Anschluss an SORMAS
der Abgeordneten Katharina Willkomm, Stephan Thomae, Renata Alt, Jens Beeck, Mario Brandenburg (Südpfalz), Sandra Bubendorfer-Licht, Dr. Marco Buschmann, Carl-Julius Cronenberg, Dr. Marcus Faber, Daniel Föst, Otto Fricke, Peter Heidt, Katrin Helling-Plahr, Markus Herbrand, Torsten Herbst, Katja Hessel, Manuel Höferlin, Dr. Christoph Hoffmann, Reinhard Houben, Ulla Ihnen, Olaf in der Beek, Dr. Christian Jung, Carina Konrad, Konstantin Kuhle, Alexander Müller, Dr. Martin Neumann, Bernd Reuther, Dr. Wieland Schinnenburg, Matthias Seestern-Pauly, Dr. Hermann Otto Solms, Bettina Stark-Watzinger, Dr. Marie-Agnes Strack-Zimmermann, Benjamin Strasser, Katja Suding, Linda Teuteberg, Manfred Todtenhausen, Gerald Ullrich, Nicole Westig und der Fraktion der FDP
Vorbemerkung
Die Nachverfolgung von COVID-19-Infektionen ist einer der Schlüssel zur wirksamen Eindämmung der Pandemie. Experten der Helmholtz-Gemeinschaft haben dafür das „Surveillance Outbreak Response Management and Analysis System“ (SORMAS) entwickelt, das Gesundheitsämtern ein einfacheres Nachverfolgen von Kontakten von Corona-Infizierten und eine einheitliche Dokumentation von Symptomen ermöglichen soll. Nach aktueller Berichterstattung (https://www.faz.net/aktuell/politik/inland/jens-spahns-corona-software-landkreise-befuerchten-datenverluste-17176007.html) lehnen allerdings viele Kommunen und Landkreise die Anbindung und die Verwendung von SORMAS ab.

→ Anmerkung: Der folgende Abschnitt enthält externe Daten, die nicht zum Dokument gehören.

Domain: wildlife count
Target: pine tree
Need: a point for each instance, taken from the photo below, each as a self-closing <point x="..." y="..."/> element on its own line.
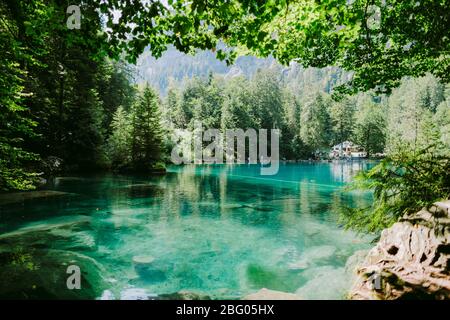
<point x="147" y="133"/>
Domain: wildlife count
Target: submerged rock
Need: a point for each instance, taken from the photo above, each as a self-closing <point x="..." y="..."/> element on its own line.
<point x="312" y="256"/>
<point x="325" y="283"/>
<point x="184" y="295"/>
<point x="147" y="270"/>
<point x="266" y="294"/>
<point x="42" y="274"/>
<point x="47" y="225"/>
<point x="107" y="295"/>
<point x="411" y="259"/>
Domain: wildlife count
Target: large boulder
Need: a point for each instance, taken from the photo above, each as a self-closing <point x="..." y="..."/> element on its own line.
<point x="411" y="259"/>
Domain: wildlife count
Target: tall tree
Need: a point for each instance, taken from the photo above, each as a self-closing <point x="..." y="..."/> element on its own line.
<point x="315" y="128"/>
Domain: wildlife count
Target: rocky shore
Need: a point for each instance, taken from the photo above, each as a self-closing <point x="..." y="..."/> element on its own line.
<point x="411" y="259"/>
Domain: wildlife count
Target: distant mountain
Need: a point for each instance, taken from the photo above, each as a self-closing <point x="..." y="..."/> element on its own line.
<point x="175" y="67"/>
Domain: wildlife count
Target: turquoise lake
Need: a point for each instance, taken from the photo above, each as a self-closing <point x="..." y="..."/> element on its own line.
<point x="221" y="231"/>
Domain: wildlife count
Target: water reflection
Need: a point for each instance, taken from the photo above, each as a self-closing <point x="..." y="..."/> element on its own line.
<point x="219" y="230"/>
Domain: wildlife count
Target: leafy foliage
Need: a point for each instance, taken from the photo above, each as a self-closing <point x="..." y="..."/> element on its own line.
<point x="402" y="183"/>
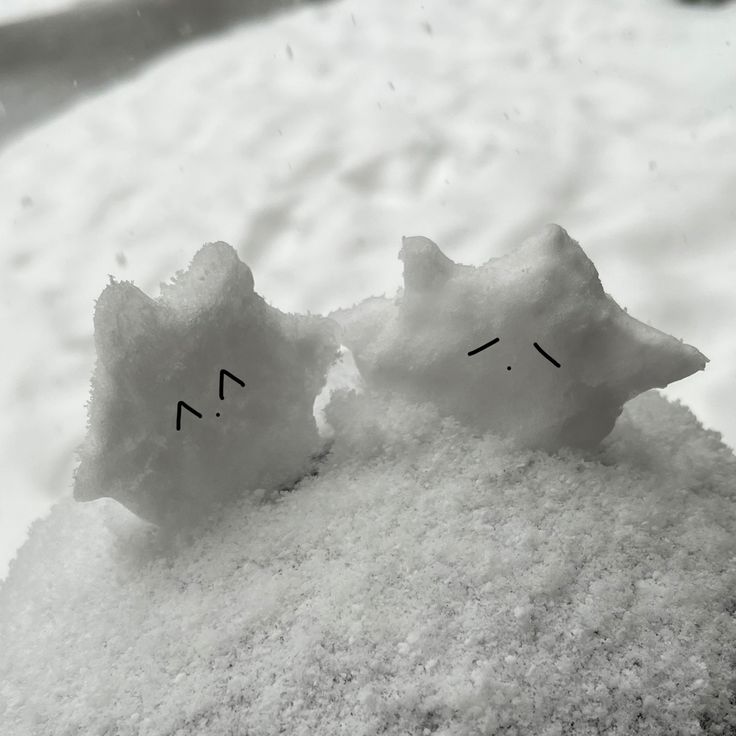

Wir fragen die Bundesregierung:
Fragen6
Welche Systeme werden nach Kenntnis der Bundesregierung zur digitalen Kontaktnachverfolgung in den Kommunen beziehungsweise Kreisen im Regierungsbezirk Köln bisher eingesetzt?
In welchen Kommunen beziehungsweise Kreisen im Regierungsbezirk Köln wird nach Kenntnis der Bundesregierung die Software SORMAS für die Kontaktnachverfolgung bisher ausschließlich benutzt?
In welchen Kommunen beziehungsweise Kreisen im Regierungsbezirk Köln wird nach Kenntnis der Bundesregierung die Software SORMAS für die Kontaktnachverfolgung bisher teilweise benutzt?
Wie begründen die Kommunen beziehungsweise Kreise im Regierungsbezirk Köln gegebenenfalls jeweils, dass sie SORMAS nicht anbinden und einsetzen wollen oder können?
Wie bewertet die Bundesregierung diese Ablehnungen mit Blick auf das Ziel der schnellen Kontaktnachverfolgung und den Quarantänevollzug bei COVID-19-Infektionen?
Wie wird die Bundesregierung im Rahmen ihrer Kompetenzen mit den Ablehnungen umgehen?